The Cairns are surrounded by standing stones, and have been dated as old as 4,000 years. Now this pre-dates the Picts, but the Picts are believed to have used the Kerb Cairn for their own cremations. So to my mind this still falls within our sub-theme of Pictish Stones.

There are four cairns — three large and one small — and the three large are surrounded by circles of standing stones. The stones and entries to two of the cairns are aligned with the midwinter sunset.

The central ring cairn has no identifiable entry point, but is open in the centre and has three cobble paths linking the outer edge of the ring to the standing stones that encircle it. It is believed this ring cairn might have been used as a temple when the outer cairns were used to house the dead when they were originally built.

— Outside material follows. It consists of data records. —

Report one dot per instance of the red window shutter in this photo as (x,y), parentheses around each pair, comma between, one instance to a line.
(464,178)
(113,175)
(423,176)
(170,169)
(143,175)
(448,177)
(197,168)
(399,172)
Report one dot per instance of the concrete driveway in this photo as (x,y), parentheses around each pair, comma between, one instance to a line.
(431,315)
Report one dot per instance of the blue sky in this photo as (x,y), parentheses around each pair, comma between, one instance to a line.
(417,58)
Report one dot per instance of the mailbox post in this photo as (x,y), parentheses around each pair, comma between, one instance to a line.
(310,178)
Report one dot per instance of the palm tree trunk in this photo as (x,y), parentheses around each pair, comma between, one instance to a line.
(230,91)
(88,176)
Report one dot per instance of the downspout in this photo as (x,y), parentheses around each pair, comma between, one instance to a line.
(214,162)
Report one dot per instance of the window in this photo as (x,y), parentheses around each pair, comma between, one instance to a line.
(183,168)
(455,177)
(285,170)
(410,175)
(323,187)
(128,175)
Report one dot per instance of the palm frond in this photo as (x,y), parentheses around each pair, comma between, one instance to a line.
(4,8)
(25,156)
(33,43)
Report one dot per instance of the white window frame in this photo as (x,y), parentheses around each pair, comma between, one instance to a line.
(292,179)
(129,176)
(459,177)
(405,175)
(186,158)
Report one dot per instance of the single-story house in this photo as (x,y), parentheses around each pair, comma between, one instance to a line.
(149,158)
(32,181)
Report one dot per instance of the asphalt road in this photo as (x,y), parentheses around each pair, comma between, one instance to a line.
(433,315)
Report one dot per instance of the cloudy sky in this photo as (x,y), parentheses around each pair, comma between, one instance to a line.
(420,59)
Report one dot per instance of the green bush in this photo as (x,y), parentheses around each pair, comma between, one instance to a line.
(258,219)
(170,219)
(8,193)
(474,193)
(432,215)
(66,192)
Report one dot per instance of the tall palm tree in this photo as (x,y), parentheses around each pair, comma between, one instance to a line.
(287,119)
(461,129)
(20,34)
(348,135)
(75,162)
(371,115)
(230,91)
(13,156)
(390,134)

While fire is believed to have been an important element of the ceremonies of the ancient people’s who built these monuments, it is not believed that cremations were done here. Cremations were not yet practiced, but would be in much later times, and it is believed that the Picts may have placed cremated remains in the Ring Cairn.

The fourth, smaller cairn previously mentioned is the Kerb Cairn, and it was made about a thousand years after the three larger cairns. This is when newcomers to the area started reusing the cairns for their own burials. It is in this Cairn that there appears to be evidence of the Pictish cremation burial, which occurred in about 500-600 AD.

And yes, of course this stop was partially influenced by Outlander. Craig Na Dun was based on the Clava Cairn Stones.

Our second stop was a surprise for Dan, and the real reason we went so far out of our way today. I booked us a two-hour introductory archery session at Bowhunter Archery. Yes, I did!

Bowhunter Archery

This was a fantastic experience that Dan and I enjoyed very much. We spent the first hour with Andy teaching us proper technique and practicing it until we got it reasonably correct.

We used recurve bows, we were taught how to string them, and we were kitted out with forearm protectors and quivers.

Andy first taught us how to target shoot, which involves using pins on the bows as sights to aim for the target. He explained that teaching target shooting technique is usually the easiest for beginners to learn and develop the proper technique. The technique involves pulling the string to the chin, and then a little more until it touches the tip of your nose.

It took three quarters of an hour of doing adequately before Andy suggested I try bow hunting instead, which means don’t use the pins, just aim from the tip of the arrow and pull to your cheekbone instead of your chin. He said most people don’t start out with bow hunting. It turns out I’m naturally inclined to bow hunting, because there was a noticeable improvement once I started using the technique.

The second hour was spent on the wilderness course they have set up in the forest. It was sort of like mini-golf for archery. You go around to different targets on uneven ground and with trees and bushes in somewhat distracting places. It tests your ability to gauge distances and where you need to aim to hit the target.

The end of the course was at the 3D site. They’ve got lizards, alligators, pigs, wolves, dinosaurs, and deer placed throughout the area for you to shoot at. We finished with a mini competition between Dan and I that we ended up tying. He got one kill shot and one wound shot to my three wound shots.

I may not have mentioned this, but despite Dan recently having purchased a recurve bow and arrows neither of us had actually ever used it. After today’s experience I think we’ll be calling our local archery club…

A couple hour drive back to Ballater followed by a short nap before supper at Clachan Grill brings us to the end of our day.